The controversy study. Scientific controversies reveal the social machinery of knowledge production that settled consensus renders invisible. The controversy study methodology examines disputes while they are active, before one interpretation achieves dominance and is retrospectively naturalized as “what the evidence showed all along.” The AI moment is an active controversy: the competing frameworks—AI as amplifier, AI as pathology, AI as structural displacement—are still contesting, and their contest is being shaped by institutional power structures that determine whose evidence counts and whose is scrolled past. Understanding this contest as a social process, not merely an intellectual debate, is the prerequisite for building constructions honest about their own architecture.
Making up the moment. The concept of “making up” in Schaffer’s usage means not fabrication but constitution: the active construction of a category, a moment, a discovery through the collective labor of a community. The orange pill moment is being made up right now—not in the sense that it is fictional but in the sense that its meaning, its boundaries, and its significance are being actively produced by the community that experiences it. The book that names the moment participates in the construction of the moment. The construction is not neutral. It selects, emphasizes, and privileges certain interpretive frameworks while marginalizing others—and the quality of the construction will determine the quality of what follows.

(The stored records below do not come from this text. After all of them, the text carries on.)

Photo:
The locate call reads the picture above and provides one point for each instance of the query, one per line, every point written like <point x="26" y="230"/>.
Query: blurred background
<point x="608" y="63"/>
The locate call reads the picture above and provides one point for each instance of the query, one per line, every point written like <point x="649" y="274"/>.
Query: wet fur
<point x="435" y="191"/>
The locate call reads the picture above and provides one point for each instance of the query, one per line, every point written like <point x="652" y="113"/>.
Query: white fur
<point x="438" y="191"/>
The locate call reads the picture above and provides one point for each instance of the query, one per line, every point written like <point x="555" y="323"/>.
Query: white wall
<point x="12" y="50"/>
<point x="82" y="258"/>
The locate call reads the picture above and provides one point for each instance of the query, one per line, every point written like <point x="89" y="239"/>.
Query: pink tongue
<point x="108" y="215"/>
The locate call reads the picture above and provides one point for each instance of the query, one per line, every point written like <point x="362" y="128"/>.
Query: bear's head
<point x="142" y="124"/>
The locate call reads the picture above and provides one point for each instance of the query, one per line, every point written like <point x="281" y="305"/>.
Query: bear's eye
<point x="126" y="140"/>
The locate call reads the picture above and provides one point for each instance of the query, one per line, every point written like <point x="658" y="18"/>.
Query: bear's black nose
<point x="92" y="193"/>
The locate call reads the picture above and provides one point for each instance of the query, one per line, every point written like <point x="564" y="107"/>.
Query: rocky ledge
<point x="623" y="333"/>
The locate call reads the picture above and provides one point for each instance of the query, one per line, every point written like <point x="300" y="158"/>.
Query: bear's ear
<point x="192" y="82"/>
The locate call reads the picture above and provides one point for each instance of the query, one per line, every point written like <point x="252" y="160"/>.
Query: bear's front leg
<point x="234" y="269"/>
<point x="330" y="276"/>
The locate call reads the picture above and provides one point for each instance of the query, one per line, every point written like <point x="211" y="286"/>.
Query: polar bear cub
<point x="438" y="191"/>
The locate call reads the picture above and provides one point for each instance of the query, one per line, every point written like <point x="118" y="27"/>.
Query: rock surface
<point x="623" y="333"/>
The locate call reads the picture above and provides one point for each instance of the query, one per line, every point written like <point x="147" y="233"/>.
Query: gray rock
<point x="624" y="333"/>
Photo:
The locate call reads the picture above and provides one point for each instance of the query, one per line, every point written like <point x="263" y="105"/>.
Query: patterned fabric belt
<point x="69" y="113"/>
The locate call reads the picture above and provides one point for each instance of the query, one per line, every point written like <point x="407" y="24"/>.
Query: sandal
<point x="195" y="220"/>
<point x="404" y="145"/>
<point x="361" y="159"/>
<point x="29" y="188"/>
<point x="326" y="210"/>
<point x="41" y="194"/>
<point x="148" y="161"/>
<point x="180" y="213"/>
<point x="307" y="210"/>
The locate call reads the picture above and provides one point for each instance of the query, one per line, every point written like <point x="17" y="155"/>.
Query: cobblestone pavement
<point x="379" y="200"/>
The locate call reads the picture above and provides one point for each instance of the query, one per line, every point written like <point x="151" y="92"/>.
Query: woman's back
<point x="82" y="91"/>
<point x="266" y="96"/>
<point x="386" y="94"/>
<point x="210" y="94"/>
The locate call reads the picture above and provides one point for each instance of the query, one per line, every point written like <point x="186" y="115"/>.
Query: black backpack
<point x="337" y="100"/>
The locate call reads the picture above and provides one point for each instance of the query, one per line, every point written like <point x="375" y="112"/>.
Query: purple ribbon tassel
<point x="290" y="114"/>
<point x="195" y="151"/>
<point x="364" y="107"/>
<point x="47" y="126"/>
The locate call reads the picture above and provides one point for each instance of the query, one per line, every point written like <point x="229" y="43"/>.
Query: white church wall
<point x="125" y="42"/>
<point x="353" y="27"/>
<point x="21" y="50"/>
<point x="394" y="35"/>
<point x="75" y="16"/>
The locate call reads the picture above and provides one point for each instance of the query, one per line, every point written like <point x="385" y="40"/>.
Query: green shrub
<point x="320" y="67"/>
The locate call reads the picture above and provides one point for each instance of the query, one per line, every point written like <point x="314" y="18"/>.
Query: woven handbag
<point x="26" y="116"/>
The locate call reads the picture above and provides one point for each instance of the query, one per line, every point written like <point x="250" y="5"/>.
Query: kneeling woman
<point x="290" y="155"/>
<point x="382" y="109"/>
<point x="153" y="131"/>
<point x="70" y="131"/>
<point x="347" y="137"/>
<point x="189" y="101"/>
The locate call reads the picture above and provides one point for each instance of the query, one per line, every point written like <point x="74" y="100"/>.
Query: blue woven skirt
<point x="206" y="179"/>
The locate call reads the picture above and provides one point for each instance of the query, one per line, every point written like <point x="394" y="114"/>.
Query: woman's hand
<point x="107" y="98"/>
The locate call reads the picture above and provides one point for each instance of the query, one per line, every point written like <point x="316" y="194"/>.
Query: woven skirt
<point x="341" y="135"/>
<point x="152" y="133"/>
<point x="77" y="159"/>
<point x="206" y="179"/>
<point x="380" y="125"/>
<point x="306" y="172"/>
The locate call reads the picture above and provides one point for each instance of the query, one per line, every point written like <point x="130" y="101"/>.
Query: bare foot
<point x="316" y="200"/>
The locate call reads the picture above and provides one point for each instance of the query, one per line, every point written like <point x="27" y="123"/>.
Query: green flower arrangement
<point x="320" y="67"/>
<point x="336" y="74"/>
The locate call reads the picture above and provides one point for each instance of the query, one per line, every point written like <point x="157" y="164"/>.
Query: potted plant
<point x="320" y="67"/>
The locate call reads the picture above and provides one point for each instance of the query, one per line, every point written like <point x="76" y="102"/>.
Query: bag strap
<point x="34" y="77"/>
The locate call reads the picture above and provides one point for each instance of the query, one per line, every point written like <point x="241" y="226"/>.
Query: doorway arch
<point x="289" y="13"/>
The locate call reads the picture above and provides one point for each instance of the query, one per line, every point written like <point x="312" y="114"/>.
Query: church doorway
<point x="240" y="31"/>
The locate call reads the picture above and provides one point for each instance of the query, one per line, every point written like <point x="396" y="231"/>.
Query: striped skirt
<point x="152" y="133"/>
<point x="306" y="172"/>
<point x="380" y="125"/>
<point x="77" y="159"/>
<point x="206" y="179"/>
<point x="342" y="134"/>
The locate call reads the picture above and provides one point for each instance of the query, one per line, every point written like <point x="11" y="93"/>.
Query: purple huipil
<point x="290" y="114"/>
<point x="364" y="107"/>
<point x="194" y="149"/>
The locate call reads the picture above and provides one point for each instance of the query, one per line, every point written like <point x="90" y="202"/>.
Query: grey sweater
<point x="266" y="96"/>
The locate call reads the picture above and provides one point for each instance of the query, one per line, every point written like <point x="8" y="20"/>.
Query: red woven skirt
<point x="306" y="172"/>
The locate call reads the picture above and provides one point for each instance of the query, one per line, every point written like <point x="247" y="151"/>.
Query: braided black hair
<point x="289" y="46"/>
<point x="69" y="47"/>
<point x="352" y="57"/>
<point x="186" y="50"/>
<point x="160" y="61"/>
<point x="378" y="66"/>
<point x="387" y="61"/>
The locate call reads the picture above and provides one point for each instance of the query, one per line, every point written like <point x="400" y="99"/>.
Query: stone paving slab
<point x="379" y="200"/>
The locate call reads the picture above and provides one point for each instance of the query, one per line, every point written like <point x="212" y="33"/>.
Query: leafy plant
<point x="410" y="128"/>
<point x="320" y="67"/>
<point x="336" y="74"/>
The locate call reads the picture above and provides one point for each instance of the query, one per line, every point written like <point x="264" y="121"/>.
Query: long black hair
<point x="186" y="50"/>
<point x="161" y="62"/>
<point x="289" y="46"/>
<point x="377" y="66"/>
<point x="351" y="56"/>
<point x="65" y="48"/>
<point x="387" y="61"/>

The central debate is between Schaffer’s constructivist position and realist responses that worry it collapses into relativism. Schaffer’s answer—consistent across four decades—is that social construction does not mean the facts are false. Boyle’s vacuum is real; Mendel’s laws are real; the AI models of 2025 really did produce functional code with a sophistication that previous models had not achieved. The construction does not negate the reality. It is the mechanism by which reality becomes available to a community as knowledge. A second debate, more directly relevant to the AI moment, is whether the framework has political consequences for how we evaluate the current transformation. Schaffer’s analysis of the invisible labor behind AI training data and the political genealogy of machine intelligence is sometimes read as hostile to the technology itself. But Schaffer’s historical work is not a verdict; it is a demand for honesty about what the construction costs and who pays. The community that can see the moons and the hands that ground the lenses is not a community that has rejected the telescope. It is a community that understands what the telescope is. A third debate concerns the practical upshot of the controversy study methodology: if all scientific controversies are eventually resolved by institutional power rather than evidential weight, does this leave the critical analyst without leverage? Schaffer’s response is that preserving the losing frameworks—the Hookes and Huygenss of each debate—is a form of intellectual insurance, a hedge against the moment when the dominant framework encounters phenomena it cannot accommodate and needs the resources of the alternatives it suppressed.